9 thoughts on “Give ’em Kashmir, for stability’s sake”

  1. The author is a known looseball, rivalling our own Praful Bidwai.

    His preachiness and divorce from reality in places like the ‘Asia Times’ said it all long ago. I’d be surprised if anybody who matters in policymaking circles takes him seriously.

    Just my 2 paisa. Have a nice day.

  2. no, we should most definitely not promote giving ’em Kashmir. India is a far more important ally even with the prospect of an unstable, nuclear-armed Pakistan. We need to stop pandering to these hysterical Muslim countries.

    An alliance with India is incredibly important to our future as they act as the perfect counterweight to China. We’ve always had good relations with India, but we’ve never had good relations with Pakistan and never will.

  3. Thats exactly the kind of ostrich-like attitude that has influenced their foreign policy in bits and pieces.

    BTW, whats your stand on trifurcation of Kashmir, as a measure to isolate the politico-military problems in the valley from harming Leh and Jammu regions?

  4. NotReallyAnonymous,

    In normal circumstances, I think decentralisation of administration is a good idea. In J&K circumstances are hardly ordinary: especially because the trifurcation, being on religious grounds, will hand a victory to intolerance. It will also be perceived as being carried out on Pakistan’s behest, at least partially. So I’m not in favour of it at this time.

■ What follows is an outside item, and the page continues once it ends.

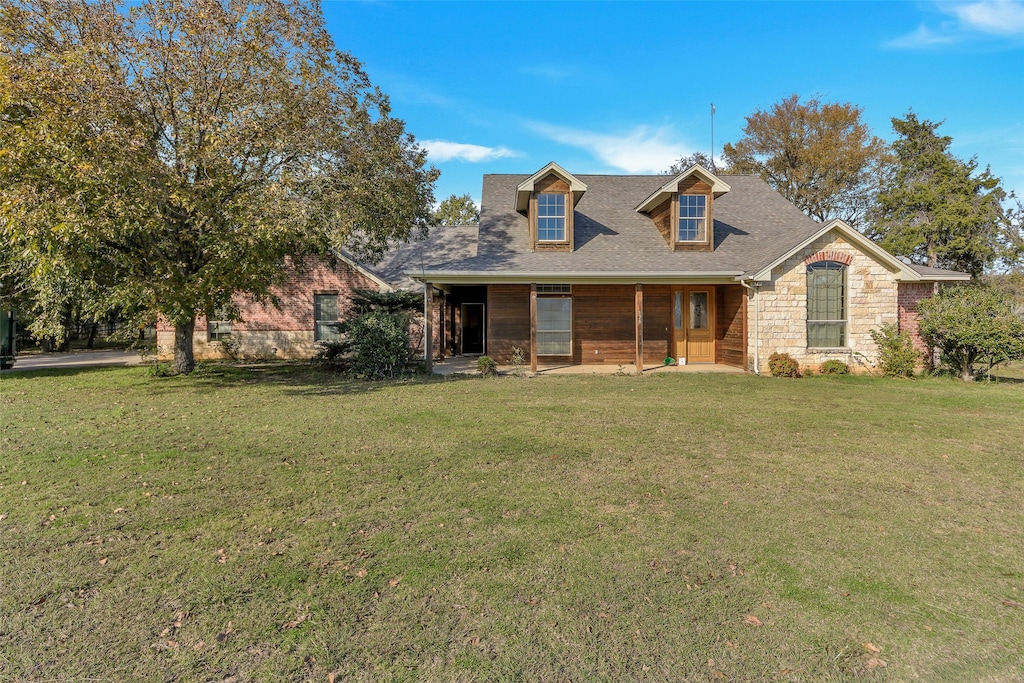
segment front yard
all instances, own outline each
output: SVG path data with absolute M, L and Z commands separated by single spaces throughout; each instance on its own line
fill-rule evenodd
M 134 368 L 0 418 L 3 680 L 1024 680 L 1020 383 Z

    Already, the special treatment of J&K is a slap in the face of equality of all citizens. I think trifurcation—especially if it is linked to the silly idea of “joint management”—will worsen this.

    All this without even considering the military-strategic implications of trifurcation.

  5. On another note, the lack of any response for this post shows only two points:

    a. either, that INI readers completely favour giving them Kashmir…hehe


    b. That a debate on this point sounds ridiculous because we’ll never give it up.

    G’day to you all. 😉

  6. As a Kashmiri I have to admit I was seeing blood when I read the title of this post. I think people who recommend triurfication are completel ignorant of Kashmiri history and culture. Triurfication would be a fracture on the idea of Kashmiriyat causing the same ruptures and turmoil that the ad-hoc division of Africa in to nation-states with scant regard to heritage and culture, has caused. The region is already living through tumultuous times but such a good intentioned political blunder would spiral out of Kashmiri territories in to the Indian nation as well. As Nitin rightly pointed out, it is tantamount to kowtowing to intolerance.
    I’m not sure whether anyone in the American establishment will be paying much heed to this clown, though someone has sanctioned the sale of F-16s. There’s enough activity in American media to suggest some part of the establishment is wisening up to the fact that the Pakistani establishment no longer has control over its rogue elements and not just some territories. Bhutto’s assasination in Rawalpindi is testament to that fact. That Al Qaeda or its sympathizers, can now walk in to Lahore mosques and Karachi bazars, Rawalpindi election rallies…..and commit brazenly politically motivated crimes imply that they’re doing this with sanction from some section of the establishment and that the beast that Pakistan’s been nurturing since the 80s has now turned on its master.